TERMINOLOGY
THE BASICS
REPS (REPETITIONS)
Short form for repetitions, which refers to the number of times a specific exercise is performed in a single set.
Different rep volumes are programmed to achieve different outcomes for different training cycles.
REP VOLUMES
Maximal Strength: 1 – 5 reps
Hypertrophy: 6 – 12 reps
Strength Endurance: 12 reps and above
SETS
Refers to the execution of consecutive repetitions of a specific exercise.
Different set volumes are programmed to achieve different outcomes for different training cycles.
SET VOLUMES
Single sets: one set of a specific exercise
Multi sets: more than one set of a specific exercise
ROUNDS
Refers to the execution of multiple sets of exercises within the program
EXAMPLE OF 1 ROUND
Pullups: 5 reps
Pushups: 10 reps
Air Squats: 15 reps
TRAINING FORMATS
EMOM(n) (EVERY-MINUTE-ON-THE-MINUTE)
Perform a specific exercise or set of exercises at the beginning of every minute for a predetermined number of minutes. The goal is to complete the required rep target before the end of the minute so that there is time to rest before the next minute starts.
Example: EMOM10 – Perform a specific exercise of set of exercises at the beginning of every minute for 10 minutes.
AMRAP(n) (AS-MANY-ROUNDS-AS-POSSIBLE)
Perform a specific exercise or set of exercises for a predetermined number of minutes. The goal is to complete as many repetitions or rounds of exercises as possible within that time.
Example: AMRAP10 – Complete as many repetitions of a specific exercise or as many rounds of a set of exercises for 10 minutes.
CHIPPERS
Completing a high volume of different exercises in a single workout, in a specific order. The goal of a chipper is to “chip away” at a long list of exercises, completing each one before moving on to the next.

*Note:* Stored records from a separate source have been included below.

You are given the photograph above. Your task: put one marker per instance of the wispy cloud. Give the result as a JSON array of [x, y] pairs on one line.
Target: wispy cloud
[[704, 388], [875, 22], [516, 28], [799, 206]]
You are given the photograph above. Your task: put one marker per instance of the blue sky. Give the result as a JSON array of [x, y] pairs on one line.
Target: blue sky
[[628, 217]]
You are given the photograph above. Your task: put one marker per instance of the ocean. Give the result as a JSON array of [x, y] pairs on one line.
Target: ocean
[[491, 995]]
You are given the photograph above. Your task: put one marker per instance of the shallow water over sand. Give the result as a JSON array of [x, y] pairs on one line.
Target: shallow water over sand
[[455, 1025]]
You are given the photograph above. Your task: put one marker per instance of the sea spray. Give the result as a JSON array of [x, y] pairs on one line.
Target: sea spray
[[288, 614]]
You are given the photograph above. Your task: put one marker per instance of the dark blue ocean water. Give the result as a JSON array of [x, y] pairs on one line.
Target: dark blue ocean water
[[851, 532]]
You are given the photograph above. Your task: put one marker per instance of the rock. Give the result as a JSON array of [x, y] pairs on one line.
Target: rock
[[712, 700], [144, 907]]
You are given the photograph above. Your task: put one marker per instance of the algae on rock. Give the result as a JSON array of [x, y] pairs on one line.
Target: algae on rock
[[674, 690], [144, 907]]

Example: complete 100 pullups, then 200 pushups, then 300 squats.
SUPERSETS
Performing two different exercises back-to-back with little to no rest in between. This is to increase the volume and intensity of a workout with the objective of breaking through plateaus and targeting specific muscle groups.
Example: Upon completion of 5 repetitions of strict shoulder presses, execute another 10 shoulder flies.
RFT (ROUNDS-FOR-TIME)
Complete as many rounds as possible within a set period of time.
Example: 1 round comprises of 5 pullups, 10 puships and 15 air squats. Complete as many rounds as possible in 15 minutes.
TIME CAP
Complete the full program within a set period of time.
Example: 1 full program comprises of 100 pullups, 200 pushups and 300 squats. Complete this as fast as you can or within 30 minutes.
TRAINING OBJECTIVES
AEROBIC CAPACITY
This is associated with endurance activities and leads to improved cardiovascular health, increased lung function, and greater endurance.
ANAEROBIC CAPACITY
This is associated with high-intensity activities, leading to improved strength, speed, and power. Anaerobic exercises can also help build lean muscle mass and increase metabolic rate.
MAXIMAL STRENGTH
Focused on an increase in strength. This type of training can improve your one-rep max (the maximum weight you can lift for one repetition) and your overall strength levels.
STRENGTH ENDURANCE
Focused on improving your muscles’ ability to contract repeatedly without fatigue, allowing them to sustain physical activity for longer periods.
HYPERTROPHY
This is a type of strength training that focuses on increasing muscle size.